Forcing a calmness into her voice that was all at odds with her wildly beating heart, she said, ‘I told you. I have no opinion about you one way or the other, OK? You might have a woman for every day of the week or you could live like a monk. You were the one who talked about all those daughters of marriagable age being paraded before you, remember?’

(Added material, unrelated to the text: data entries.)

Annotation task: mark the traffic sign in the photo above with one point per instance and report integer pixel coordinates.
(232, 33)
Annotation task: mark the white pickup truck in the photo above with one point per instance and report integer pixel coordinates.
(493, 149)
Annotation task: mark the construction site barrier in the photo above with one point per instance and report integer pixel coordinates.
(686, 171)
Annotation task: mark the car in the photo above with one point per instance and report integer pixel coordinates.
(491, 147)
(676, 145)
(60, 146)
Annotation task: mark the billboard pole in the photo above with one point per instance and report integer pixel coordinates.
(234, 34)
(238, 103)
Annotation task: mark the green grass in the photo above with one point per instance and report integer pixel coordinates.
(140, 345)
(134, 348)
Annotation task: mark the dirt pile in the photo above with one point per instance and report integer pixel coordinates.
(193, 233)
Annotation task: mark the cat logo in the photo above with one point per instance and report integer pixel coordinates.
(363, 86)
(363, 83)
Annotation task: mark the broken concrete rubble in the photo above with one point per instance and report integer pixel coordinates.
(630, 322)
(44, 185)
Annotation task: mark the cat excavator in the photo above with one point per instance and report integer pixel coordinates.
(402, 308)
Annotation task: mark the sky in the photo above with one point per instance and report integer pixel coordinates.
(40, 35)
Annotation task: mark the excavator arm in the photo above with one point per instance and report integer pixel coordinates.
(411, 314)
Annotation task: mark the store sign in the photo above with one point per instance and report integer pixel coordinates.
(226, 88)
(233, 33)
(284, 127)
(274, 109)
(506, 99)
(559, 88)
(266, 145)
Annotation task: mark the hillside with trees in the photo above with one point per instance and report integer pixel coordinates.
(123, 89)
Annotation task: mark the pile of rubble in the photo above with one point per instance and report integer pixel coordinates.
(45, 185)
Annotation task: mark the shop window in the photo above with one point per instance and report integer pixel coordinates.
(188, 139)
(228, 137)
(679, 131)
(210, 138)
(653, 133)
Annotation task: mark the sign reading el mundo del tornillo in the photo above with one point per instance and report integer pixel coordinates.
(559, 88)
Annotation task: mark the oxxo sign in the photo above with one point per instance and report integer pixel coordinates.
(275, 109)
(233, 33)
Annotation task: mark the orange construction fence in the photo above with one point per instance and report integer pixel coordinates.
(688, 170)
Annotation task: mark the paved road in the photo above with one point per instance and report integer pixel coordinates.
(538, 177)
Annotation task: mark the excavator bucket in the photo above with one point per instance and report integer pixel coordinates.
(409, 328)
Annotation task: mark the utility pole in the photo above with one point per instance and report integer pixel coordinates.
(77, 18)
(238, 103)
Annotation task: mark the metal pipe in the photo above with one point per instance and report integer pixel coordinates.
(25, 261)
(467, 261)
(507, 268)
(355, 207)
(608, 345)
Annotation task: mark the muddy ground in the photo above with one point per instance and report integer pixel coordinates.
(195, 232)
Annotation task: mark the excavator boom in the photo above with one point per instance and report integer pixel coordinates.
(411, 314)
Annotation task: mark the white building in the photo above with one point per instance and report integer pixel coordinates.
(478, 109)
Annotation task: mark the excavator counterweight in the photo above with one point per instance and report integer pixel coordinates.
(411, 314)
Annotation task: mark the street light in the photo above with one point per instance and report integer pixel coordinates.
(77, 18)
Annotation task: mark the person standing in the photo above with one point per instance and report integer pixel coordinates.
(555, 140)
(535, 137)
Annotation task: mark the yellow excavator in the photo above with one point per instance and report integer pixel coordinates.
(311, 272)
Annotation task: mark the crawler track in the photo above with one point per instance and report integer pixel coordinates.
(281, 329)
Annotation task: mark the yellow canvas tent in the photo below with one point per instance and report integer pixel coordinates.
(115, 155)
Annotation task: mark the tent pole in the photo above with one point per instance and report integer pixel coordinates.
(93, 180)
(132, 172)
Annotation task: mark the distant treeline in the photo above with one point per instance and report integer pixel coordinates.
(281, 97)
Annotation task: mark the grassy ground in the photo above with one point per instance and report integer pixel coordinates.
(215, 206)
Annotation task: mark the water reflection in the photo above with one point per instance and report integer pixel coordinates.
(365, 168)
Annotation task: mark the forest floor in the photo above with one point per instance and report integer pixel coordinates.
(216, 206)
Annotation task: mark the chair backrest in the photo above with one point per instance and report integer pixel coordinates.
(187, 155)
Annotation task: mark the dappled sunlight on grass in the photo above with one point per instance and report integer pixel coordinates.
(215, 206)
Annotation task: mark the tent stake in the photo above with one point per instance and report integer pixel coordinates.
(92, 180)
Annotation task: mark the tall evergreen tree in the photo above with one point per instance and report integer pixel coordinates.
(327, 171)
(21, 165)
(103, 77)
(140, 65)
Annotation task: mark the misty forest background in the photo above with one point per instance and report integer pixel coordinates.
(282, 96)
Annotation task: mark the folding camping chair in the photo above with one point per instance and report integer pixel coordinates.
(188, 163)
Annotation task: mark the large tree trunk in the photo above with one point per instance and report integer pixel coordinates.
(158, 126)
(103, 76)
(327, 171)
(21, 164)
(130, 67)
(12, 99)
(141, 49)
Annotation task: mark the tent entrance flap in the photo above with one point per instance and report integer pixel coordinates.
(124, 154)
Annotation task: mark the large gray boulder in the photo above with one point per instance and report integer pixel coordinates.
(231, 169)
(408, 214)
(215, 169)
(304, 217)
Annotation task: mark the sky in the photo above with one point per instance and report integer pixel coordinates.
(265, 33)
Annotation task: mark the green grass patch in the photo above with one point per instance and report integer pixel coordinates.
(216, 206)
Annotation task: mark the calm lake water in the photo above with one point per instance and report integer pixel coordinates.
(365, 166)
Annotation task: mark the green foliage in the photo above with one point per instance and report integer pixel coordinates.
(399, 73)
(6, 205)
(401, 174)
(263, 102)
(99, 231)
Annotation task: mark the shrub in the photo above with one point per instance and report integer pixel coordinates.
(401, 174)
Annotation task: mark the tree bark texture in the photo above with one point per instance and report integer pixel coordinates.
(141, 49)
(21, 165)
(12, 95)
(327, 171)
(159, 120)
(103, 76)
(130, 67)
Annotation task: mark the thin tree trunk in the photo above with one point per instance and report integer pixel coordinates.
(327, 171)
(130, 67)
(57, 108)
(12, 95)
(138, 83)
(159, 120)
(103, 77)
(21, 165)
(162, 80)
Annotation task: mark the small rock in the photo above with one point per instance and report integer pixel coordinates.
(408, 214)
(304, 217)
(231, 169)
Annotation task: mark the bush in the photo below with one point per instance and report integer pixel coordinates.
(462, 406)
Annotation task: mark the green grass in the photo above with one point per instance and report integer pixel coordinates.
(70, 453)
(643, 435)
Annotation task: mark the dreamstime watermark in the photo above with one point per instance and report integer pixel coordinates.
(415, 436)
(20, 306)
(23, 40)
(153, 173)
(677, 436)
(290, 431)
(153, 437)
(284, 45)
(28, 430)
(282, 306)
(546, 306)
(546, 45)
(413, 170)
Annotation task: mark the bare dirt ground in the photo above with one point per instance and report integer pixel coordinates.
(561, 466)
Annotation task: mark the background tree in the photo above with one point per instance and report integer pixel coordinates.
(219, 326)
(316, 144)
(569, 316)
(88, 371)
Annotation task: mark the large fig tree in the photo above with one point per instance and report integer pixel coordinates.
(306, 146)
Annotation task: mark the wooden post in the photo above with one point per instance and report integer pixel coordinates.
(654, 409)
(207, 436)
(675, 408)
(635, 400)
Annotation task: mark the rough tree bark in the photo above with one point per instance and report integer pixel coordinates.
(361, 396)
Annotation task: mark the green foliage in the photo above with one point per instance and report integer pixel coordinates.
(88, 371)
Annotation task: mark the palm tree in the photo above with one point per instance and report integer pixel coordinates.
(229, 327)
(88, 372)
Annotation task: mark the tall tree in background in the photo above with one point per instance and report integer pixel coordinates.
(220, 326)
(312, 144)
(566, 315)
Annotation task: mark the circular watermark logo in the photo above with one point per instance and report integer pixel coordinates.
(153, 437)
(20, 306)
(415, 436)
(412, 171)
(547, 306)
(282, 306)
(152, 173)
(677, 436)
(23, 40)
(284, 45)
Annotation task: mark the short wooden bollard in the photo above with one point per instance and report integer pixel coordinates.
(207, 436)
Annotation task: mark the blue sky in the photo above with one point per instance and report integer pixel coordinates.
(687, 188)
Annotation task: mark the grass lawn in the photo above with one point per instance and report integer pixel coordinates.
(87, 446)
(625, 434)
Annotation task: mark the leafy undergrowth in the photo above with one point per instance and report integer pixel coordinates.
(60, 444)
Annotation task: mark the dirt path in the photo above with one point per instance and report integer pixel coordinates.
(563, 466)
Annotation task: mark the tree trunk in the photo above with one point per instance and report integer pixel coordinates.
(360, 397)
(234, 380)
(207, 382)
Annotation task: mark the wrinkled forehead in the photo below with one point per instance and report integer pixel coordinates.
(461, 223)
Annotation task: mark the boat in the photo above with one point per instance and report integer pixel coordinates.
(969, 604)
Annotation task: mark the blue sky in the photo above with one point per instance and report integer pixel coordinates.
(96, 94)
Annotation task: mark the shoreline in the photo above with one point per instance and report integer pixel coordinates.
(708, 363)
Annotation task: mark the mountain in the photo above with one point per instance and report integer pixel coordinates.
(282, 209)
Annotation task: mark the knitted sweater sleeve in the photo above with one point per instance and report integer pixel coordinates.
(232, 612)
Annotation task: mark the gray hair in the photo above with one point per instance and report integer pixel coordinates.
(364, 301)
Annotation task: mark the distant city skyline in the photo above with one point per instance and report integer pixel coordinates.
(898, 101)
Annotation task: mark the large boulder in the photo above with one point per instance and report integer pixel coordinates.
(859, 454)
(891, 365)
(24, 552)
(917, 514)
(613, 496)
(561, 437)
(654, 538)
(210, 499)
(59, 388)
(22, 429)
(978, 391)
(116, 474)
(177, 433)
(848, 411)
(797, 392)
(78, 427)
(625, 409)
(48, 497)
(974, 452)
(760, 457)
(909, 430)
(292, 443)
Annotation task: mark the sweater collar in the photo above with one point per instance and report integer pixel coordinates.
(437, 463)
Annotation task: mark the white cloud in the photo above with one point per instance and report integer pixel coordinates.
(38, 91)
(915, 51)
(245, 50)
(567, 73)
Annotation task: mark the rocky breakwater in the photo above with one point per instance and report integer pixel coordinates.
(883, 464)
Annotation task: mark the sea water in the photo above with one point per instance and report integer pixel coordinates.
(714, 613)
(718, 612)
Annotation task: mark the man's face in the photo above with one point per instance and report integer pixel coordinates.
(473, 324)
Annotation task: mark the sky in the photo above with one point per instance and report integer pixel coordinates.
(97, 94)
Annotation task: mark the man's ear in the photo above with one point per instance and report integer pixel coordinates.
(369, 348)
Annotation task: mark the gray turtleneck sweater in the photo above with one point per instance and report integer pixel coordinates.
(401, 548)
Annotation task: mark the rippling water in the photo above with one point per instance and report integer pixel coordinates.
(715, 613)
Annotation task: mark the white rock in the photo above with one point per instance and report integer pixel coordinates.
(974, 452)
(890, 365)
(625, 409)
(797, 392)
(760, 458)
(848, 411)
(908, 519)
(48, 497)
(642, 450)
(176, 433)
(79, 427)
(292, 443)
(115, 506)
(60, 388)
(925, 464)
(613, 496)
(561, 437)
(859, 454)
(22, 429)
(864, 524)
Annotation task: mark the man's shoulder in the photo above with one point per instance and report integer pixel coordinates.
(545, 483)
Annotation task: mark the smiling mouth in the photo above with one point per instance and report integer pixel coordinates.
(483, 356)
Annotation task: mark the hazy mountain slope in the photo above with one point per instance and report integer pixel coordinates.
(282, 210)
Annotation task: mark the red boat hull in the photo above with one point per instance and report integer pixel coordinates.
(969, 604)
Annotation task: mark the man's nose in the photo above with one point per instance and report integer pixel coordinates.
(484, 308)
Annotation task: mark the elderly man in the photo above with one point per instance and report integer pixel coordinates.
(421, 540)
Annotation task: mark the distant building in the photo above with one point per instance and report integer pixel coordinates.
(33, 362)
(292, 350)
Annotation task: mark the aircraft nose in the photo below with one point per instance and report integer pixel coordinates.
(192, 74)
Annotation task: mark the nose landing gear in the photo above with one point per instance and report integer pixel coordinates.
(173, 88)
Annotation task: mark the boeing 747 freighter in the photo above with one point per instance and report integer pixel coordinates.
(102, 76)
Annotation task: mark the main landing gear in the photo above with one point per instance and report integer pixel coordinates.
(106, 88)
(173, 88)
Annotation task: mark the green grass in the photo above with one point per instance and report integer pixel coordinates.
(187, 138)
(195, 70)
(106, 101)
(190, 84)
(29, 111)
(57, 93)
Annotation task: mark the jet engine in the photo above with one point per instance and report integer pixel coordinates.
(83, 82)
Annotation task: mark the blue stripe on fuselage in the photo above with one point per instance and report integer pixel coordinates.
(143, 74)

They had reached the shallow end of the pool, where large circular steps led gently into the water. Cherry didn’t know whether to climb out or continue swimming, but in the next moment Vittorio murmured, ‘Ah, here is Margherita. I thought it would be nice to have cocktails by the pool tonight before dinner.’

He seriously expected her to sit half-naked drinking cocktails with him? Worse, the scrap of material posing as swimming trunks which all Italian men seemed to favour left nothing, absolutely nothing, to the imagination. The water was cold but Cherry felt hot all over as she watched the housekeeper’s approach.

Would she be reacting differently to his intimidating masculinity if she’d gone to bed with a man before? she asked herself feverishly as Vittorio stood up, offering his hand to her as he stood on the bottom step leading out of the pool. Possibly because she knew Angela had always slept around, even having two or three boyfriends on the go now and again, Cherry had always determined she would wait for ‘the one’ before she gave herself body and soul. She supposed in hindsight it said a lot for her lack of confidence that she and Liam would actually last, that she hadn’t given in to his constant demands that their lovemaking progress beyond the petting stage. Introducing him to Angela had been the big test. And he’d failed. Spectacularly. But had it really been a surprise?

Realising she couldn’t do anything other than take Vittorio’s hand, she, too, stood up, blessing the fact she was wearing her chaste swimming costume, its colour and cut modest. What she didn’t comprehend was that when the material was wet it clung to her body like a second skin, showing every dip and curve in a way more skimpy bikinis couldn’t hope to achieve. And then she glanced at Vittorio and saw the blazing animal desire turning the grey eyes into hot glittering orbs, before his lids came down and hid their expression from her.